Он был искренне счастливо. Неподдельно. Ведь для него всё закончилось.
Он-то думал, что став самодержцем станет почивать на лаврах, принимать важные решения, вкусно жрать и долго спать, кататься на 250-метровой яхте… А нет, последнее не из этой оперы.
В общем, он полагал, что наконец-то началась она – счастливая и успешная жизнь, вознаграждение за перенесённые страдания и лишения.
Увы, я обломал его самым жесточайшим образом.
Жить он стал в спартанских условиях: небольшой домик рядом с ратушей, который никак не его собственность, а служебное жильё, никакой роскоши в доме, чистый функционализм, плотно граничащий с аскетизмом. Бабу ему, конечно, завели, но исключительно из-за его продолжительного нытья и «пролетарской ярости», дескать, даже у последних сиволапых есть бабы, а у него мало того, что ни гроша в кармане, так ещё и никакой бабы нет.
Бабу выделили, причём самую благородную из доступных, они бракосочетались, мы организовали пышную свадьбу и недельные народные гуляния. Всё прошло хорошо и ярко.
Герцогиня Даррида Маушарская, барышня тридцати календарных годов от роду, бездетная и вдовствовавшая последние пятнадцать лет, сама изъявила желание выйти замуж за наместника-правителя, так как этот статус по весомости приближается к легендарным древним гранд-герцогам, по могуществу соперничавшим с древними королями Аррана. Гипотетическое потомство от Лебандина, в понимании герцогини, через несколько поколений будет способно претендовать на королевский титул Аррана. Ведь никто не знает, что там будет в будущем…
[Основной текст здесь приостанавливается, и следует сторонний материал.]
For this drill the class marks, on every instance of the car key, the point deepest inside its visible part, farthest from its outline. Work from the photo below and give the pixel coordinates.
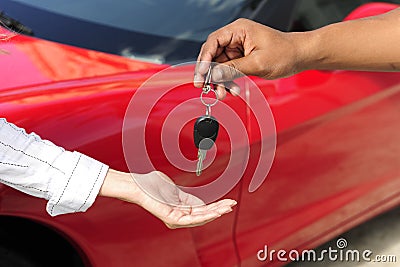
(205, 133)
(206, 127)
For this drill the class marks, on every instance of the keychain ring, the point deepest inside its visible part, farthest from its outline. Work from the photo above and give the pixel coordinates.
(211, 104)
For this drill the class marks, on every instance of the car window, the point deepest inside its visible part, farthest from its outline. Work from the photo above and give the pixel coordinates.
(191, 20)
(313, 14)
(161, 31)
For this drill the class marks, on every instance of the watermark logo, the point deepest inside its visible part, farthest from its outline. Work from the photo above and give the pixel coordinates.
(158, 116)
(340, 253)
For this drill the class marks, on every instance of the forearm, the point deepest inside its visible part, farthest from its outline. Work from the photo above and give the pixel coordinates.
(366, 44)
(70, 181)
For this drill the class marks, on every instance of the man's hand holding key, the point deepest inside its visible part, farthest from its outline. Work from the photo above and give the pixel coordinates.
(249, 48)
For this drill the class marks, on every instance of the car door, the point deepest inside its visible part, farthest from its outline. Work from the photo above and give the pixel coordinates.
(336, 161)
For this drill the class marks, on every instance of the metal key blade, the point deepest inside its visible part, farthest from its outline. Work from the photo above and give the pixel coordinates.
(200, 158)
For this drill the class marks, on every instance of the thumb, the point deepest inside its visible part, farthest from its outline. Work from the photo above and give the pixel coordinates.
(231, 70)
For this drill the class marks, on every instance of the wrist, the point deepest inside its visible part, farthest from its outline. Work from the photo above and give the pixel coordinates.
(308, 52)
(120, 185)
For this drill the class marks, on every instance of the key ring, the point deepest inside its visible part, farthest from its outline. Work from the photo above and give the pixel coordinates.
(206, 89)
(209, 105)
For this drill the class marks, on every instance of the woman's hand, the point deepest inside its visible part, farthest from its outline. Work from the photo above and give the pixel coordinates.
(156, 193)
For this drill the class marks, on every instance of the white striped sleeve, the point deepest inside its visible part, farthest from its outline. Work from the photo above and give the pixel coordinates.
(70, 181)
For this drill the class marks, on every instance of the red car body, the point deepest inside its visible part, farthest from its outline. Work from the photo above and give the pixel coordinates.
(336, 163)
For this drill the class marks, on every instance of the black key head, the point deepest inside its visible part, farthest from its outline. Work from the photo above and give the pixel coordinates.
(205, 132)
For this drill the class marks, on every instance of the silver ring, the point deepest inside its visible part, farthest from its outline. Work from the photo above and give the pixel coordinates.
(204, 93)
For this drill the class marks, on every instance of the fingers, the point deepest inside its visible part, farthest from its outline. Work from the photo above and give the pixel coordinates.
(220, 207)
(196, 216)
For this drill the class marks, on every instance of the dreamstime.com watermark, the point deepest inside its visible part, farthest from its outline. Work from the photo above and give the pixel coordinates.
(336, 254)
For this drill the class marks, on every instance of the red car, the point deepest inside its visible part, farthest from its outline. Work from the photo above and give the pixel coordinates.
(336, 162)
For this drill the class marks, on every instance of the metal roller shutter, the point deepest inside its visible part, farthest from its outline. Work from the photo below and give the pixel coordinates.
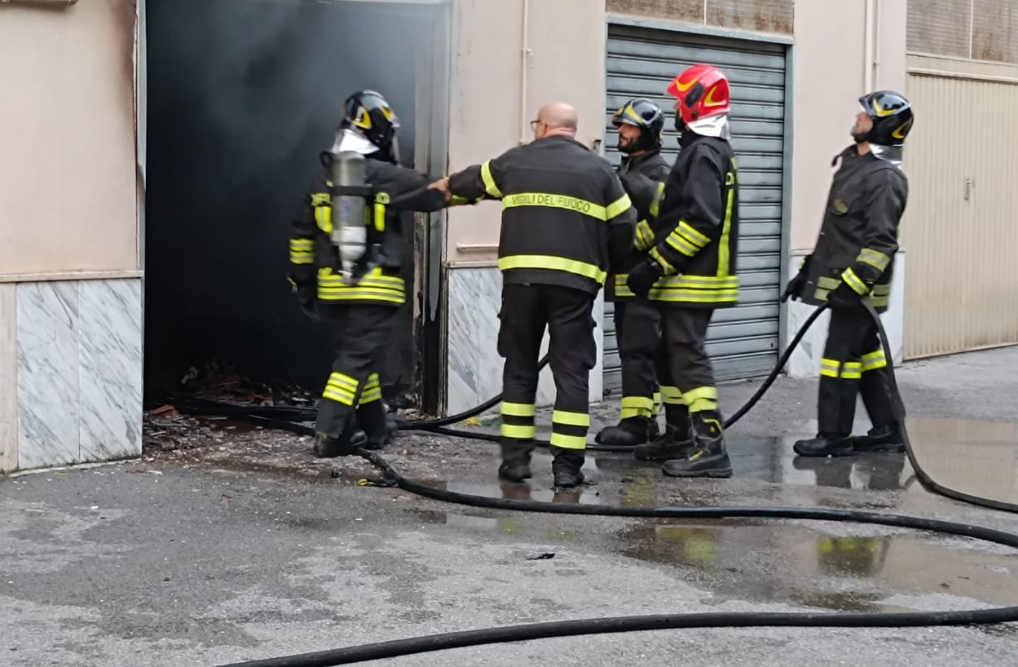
(743, 340)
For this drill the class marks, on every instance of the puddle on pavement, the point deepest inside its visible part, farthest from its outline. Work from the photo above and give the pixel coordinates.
(863, 570)
(977, 457)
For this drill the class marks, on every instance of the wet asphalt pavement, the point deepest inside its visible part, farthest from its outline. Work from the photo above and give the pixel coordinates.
(161, 564)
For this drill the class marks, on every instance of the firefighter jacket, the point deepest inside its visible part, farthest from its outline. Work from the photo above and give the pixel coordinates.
(639, 175)
(315, 263)
(566, 219)
(692, 228)
(859, 235)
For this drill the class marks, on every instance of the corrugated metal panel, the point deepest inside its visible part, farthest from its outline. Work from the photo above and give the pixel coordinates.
(959, 229)
(743, 340)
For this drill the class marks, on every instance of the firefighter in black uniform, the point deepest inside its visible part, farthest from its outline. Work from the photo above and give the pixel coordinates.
(852, 264)
(566, 222)
(637, 324)
(689, 271)
(359, 313)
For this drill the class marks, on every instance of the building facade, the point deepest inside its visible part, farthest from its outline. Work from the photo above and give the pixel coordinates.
(70, 255)
(72, 175)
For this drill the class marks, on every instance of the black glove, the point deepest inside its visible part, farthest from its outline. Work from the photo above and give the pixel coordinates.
(642, 277)
(797, 284)
(843, 296)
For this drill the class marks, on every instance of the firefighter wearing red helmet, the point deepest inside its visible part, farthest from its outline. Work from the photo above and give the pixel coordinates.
(689, 271)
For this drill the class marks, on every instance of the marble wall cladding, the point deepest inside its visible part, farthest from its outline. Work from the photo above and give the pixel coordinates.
(805, 362)
(79, 371)
(474, 368)
(8, 378)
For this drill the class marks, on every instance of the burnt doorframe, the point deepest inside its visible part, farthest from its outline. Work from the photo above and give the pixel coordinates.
(431, 157)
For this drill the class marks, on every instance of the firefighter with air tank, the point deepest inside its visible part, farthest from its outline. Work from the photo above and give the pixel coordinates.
(345, 262)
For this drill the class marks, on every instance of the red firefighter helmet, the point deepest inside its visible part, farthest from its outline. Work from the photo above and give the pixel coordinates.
(701, 92)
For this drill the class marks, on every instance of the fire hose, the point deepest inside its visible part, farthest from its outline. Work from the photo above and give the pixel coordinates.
(385, 650)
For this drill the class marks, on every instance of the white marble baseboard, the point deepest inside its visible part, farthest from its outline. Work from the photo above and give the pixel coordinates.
(78, 373)
(474, 368)
(805, 360)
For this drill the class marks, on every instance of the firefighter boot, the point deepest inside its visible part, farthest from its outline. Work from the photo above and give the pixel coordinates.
(566, 467)
(390, 424)
(825, 444)
(676, 442)
(880, 439)
(515, 460)
(629, 432)
(709, 457)
(334, 431)
(372, 418)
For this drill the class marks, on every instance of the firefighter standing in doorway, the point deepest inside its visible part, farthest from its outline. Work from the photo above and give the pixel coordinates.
(853, 264)
(360, 312)
(566, 222)
(689, 271)
(637, 324)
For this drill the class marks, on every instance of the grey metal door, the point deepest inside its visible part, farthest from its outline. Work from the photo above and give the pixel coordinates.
(743, 340)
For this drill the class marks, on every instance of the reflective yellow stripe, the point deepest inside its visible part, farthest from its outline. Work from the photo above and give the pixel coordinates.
(874, 259)
(490, 186)
(873, 360)
(571, 419)
(643, 237)
(618, 207)
(701, 398)
(830, 368)
(853, 281)
(553, 263)
(370, 396)
(656, 202)
(660, 259)
(636, 406)
(548, 200)
(724, 261)
(568, 442)
(681, 244)
(518, 409)
(518, 432)
(691, 234)
(691, 296)
(851, 371)
(672, 396)
(323, 218)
А мы знаем, поэтому страдания бедной женщины были совершенно напрасны. И своё малюсенькое герцогство она присоединила к Лоодрейну совершенно зря…
К слову о страданиях самого Лебандина.
Я поставил его перед фактом, что работы у него теперь непочатый край. Разрастающаяся бюрократия требовала кого-то самого главного для своего функционирования, поэтому все самые важные документы проходили через него, а я не давал ему просто подписывать пергаменты, принуждая, иногда даже физически, вникать в суть дел.
Кроме меня, пожалуй, нет сейчас персоны, осведомлённой о делах в независимом наместничестве более, чем наместник-правитель Лебандин Лоодрейнский.
Он ходил по городу без охраны, ну, на самом деле охраной выступал я, но люди думали, что он их не боится и искренне по-отечески любит. И они любили его в ответ.
Закономерный вопрос: почему?
Потому что кто, кроме Лебандина, может заинтересоваться делом о выселении малолетней сироты из родительского дома? Кто накажет всех виновных и после законного суда и казни лично проследит, чтобы девочка получила надлежащую заботу? Кто, как какой-то ангел во плоти, объездит окрестные деревни, с бабушками поздоровается, о текущих проблемах узнает, всем поулыбается, финансирование выделит и такой хороший? Именно. Лебандин.
Народа он боялся. Его страх при первом выходе из ратуши без охраны надо было видеть. Он держался внешне спокойно, но внутри был натянут как струна. Он нутром чувствовал, что действия поколений герцогов не оставили бы ему и шанса выжить в уже давно не существующих трущобах, доведись ему побывать там без охраны.
Рабочий распорядок у него был плотнейший: утром, в шесть, подъём, умывание не более пятнадцати минут, сытный завтрак, планёрка с высшими их бюрократейшествами, затем подписание документов и указов, что отнимало у него не менее трёх часов в день, потом текущие вопросы, анализ показателей, присылаемых со всех производств и из ТПП, да, я научил его адекватной математике и он, пусть и ненавидел это, но сводил дебет с кредитом быстрее, чем это делают профессиональнейшие купеческие счетоводы. Далее у него очень калорийный обед, так как я заметил в один момент, что он начал терять массу из-за стресса, поэтому его питание было усилено двукратно. После обеда наступало время официальных приёмов. Послы из разных соседних городов, дары, дипломатические переговоры, затем просители и рассмотрение челобитных, потом наступает время семьи, до пяти часов вечера он проводит время с женой и младенцем-сыном, вечером наступает личное время, которое нихрена не личное, он занимается чтением, что до сих пор ненавидит, а также рисованием, что у него получается довольно-таки неплохо. После начинаются занятия с мастером-фехтовальщиком, коим выступает Нептаин. Они неплохо снюхались за это время, Неп разглядел некий стержень характера в Лебандине, тот, который я видел уже очень давно. Парень не пропащий, просто воспитания практически не получал.